Like MNIST, but for 7-segment displays
The original venue for this post is on r/MachineLearning, reposted here as I have a working blog now.
I was recently working on a data analysis project, part of which needed to detect the value of a seven segment display. I started by applying an MNIST-trained model, but the error was very high. I went looking for a different dataset and was not finding any easily accessible ones. Eventually, I found this image generator that was designed to create datasets with seven segment display computer-generated images.
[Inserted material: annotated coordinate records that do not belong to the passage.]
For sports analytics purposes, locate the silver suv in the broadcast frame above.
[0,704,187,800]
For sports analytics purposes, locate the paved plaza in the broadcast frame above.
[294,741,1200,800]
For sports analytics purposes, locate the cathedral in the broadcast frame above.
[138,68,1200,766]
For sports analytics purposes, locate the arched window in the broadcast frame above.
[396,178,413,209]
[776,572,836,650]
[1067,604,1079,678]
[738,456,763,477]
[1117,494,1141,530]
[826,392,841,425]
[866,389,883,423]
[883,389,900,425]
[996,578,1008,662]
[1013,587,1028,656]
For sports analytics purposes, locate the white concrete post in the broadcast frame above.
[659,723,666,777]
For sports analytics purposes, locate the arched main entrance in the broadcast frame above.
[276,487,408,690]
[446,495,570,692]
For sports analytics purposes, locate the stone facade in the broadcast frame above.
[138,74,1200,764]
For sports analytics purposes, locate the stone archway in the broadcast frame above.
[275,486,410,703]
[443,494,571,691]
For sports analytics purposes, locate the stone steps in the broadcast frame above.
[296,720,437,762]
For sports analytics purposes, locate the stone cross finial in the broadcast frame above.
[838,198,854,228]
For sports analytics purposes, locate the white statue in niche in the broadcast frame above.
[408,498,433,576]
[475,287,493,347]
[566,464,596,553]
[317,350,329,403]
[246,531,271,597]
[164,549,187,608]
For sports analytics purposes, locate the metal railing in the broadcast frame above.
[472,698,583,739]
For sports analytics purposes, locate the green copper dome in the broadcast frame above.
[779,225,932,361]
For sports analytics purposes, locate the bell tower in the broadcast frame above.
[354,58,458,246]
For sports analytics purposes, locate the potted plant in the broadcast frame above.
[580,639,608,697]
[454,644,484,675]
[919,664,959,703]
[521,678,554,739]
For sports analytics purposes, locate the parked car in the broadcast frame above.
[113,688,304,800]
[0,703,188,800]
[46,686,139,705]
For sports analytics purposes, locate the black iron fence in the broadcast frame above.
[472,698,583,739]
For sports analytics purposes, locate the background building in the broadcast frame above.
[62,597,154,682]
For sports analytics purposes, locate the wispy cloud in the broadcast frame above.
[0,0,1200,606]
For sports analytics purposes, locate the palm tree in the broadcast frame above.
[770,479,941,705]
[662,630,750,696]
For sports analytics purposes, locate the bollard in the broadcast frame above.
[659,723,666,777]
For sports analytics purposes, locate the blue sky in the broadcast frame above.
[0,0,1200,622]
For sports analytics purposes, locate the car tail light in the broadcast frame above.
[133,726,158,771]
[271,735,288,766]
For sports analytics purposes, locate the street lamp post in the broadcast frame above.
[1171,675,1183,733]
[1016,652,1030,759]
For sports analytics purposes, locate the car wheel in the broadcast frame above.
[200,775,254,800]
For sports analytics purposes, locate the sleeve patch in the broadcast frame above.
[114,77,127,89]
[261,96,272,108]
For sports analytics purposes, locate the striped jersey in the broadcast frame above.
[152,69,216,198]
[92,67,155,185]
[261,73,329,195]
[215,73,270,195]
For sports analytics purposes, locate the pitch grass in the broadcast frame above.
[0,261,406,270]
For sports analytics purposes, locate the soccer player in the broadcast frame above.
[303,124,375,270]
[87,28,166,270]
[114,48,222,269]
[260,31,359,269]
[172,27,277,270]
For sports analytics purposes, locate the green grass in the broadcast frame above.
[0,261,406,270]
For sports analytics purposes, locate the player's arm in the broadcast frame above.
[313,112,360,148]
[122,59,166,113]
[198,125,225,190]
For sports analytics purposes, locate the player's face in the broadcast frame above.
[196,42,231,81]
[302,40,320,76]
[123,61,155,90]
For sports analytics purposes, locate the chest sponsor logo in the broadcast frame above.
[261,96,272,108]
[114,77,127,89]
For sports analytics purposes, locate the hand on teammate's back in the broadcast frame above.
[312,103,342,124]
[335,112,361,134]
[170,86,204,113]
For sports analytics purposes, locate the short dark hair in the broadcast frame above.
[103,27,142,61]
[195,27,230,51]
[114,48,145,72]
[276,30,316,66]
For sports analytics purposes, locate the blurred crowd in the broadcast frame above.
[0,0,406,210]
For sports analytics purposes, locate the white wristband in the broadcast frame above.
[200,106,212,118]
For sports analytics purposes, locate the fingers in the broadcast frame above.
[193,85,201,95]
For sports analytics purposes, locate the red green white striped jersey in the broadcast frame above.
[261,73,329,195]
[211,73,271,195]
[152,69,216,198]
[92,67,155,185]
I used it to create a dataset with ~17k samples, 0-9 digits. It worked well for my project, where I applied it with a random forest model. I don’t plan to write a paper so thought I’d leave the dataset here, to save someone else a few hours if faced with a similar task.
Link to Dataset: sevensegdataset.npy
Original generation and application, for reference: datasetgenerator.ipynb
Images are 28x28, flattened here.
features = np.load("sevensegdataset.npy")
X = features[:, :-1]
Y = features[:, -1]
images = X.reshape((-1, 28, 28))
plt.axis('off')
plt.imshow(images[0], cmap='gray'), plt.imshow(images[1], cmap='gray')
Labels are integers 0-9:
Y[1], Y[2]
gives us
(9, 0)
Training a random forest classifier based on this dataset then allowed me to accurately classify individual inputs such as
that was first preprocessed into 5 separate images
More details on the preprocessing I used in this example can be found in readscale.ipynb.